ヘイズ・スペシャリスト・リクルートメント・ジャパンが世界31カ国における人材の需給効率についての研究結果を発表。日本の人材ミスマッチが加速していると伝えた。

» 2014年12月03日 10時30分 公開
[MONOist]

 アジアで最も深刻な人材ミスマッチを抱えているのは、日本――。ヘイズ・スペシャリスト・リクルートメント・ジャパンが2014年11月6日に発表した「グローバル・スキル・インデックス2014年版」でそのように分析している。

 同社が人材の需要・供給の状況を評価・分析したレポート「グローバル・スキル・インデックス」では、人材の確保のしやすさを指標化。5.0を最適な状態とし、0に近づくほど人材の確保が容易(人手余り)、10に近づくほど人材の確保が困難(人手不足)な状況だと数値化している。

 その2014年版では、日本は前年の9.1を上回る9.5となり、人材の確保が困難である状態だと評価されている。全31カ国の中では、アイルランド、ポルトガル、スペイン、アメリカが10.0、英国が9.6となっていて、日本はこの5カ国に次いで6番目に人材確保が困難な国ということになる。

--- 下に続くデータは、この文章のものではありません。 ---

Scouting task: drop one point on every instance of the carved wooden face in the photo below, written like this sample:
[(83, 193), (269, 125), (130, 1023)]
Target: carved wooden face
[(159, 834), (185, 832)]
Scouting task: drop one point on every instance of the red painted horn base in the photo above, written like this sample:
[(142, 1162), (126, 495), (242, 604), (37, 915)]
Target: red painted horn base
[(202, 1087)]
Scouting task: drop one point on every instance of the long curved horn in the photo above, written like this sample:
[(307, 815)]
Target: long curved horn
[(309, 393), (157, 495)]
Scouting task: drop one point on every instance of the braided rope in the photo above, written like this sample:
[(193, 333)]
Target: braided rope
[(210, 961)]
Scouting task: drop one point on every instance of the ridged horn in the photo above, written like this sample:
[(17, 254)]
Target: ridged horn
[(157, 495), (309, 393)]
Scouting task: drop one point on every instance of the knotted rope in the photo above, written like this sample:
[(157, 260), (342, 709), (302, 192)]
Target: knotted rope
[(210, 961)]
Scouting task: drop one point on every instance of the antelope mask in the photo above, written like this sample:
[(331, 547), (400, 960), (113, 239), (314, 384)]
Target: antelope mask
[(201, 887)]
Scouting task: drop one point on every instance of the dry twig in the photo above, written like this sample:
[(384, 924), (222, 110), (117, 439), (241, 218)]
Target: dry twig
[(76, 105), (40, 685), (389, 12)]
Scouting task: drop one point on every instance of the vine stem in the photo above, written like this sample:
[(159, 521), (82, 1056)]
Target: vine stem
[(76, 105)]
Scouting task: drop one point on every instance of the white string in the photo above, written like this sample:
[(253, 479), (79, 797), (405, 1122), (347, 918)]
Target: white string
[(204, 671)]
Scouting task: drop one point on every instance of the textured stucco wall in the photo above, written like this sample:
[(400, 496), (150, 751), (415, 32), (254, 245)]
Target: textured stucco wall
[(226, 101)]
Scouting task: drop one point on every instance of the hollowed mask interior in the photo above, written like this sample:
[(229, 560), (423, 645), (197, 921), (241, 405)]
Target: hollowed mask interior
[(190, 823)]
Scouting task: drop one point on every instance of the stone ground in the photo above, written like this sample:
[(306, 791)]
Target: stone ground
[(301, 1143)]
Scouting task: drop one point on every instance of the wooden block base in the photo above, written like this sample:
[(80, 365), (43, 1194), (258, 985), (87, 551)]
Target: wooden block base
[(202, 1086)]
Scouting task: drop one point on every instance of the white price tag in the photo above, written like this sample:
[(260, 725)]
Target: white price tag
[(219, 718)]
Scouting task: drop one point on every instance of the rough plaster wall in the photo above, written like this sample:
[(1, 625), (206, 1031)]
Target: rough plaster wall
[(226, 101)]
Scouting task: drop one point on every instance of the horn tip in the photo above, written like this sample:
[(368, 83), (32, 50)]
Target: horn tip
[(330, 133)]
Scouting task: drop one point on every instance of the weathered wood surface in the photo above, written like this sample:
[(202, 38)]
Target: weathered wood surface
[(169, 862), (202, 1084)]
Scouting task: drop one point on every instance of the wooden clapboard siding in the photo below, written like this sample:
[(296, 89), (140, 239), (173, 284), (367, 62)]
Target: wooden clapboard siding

 同レポートではさらに、日本では企業が求めている能力・人材と、求職者の能力との間にギャップがあると指摘。企業が慎重に人材を探すようになった結果、長期間空席になっているポジションが多数あると指摘している。その一方で、転職先がなかなか決まらず長期にわたって転職活動を続ける求職者も多い。人材のミスマッチは、アジア太平洋地域で最も深刻だと伝えている。

 この現状について、ヘイズ・ジャパンのリージョナル・ディレクターであるジョナサン・サンプソン氏は、「人材ミスマッチの拡大は、日本経済の成長の大きな足かせになっています。一部に改善の動きがみられるものの、国内の雇用制度は依然として柔軟性に乏しく、これが続く限り人材ミスマッチの課題は当面続くものと考えられます」と述べている。

 また人材のミスマッチから、企業は有能な人材の確保・流出防止に注力せざるを得ない状況に陥り、賃金水準が上昇。日本の「全体的な賃金圧力」は8.0で、香港(10.0)、中国(8.4)に継いで高いスコアを示している。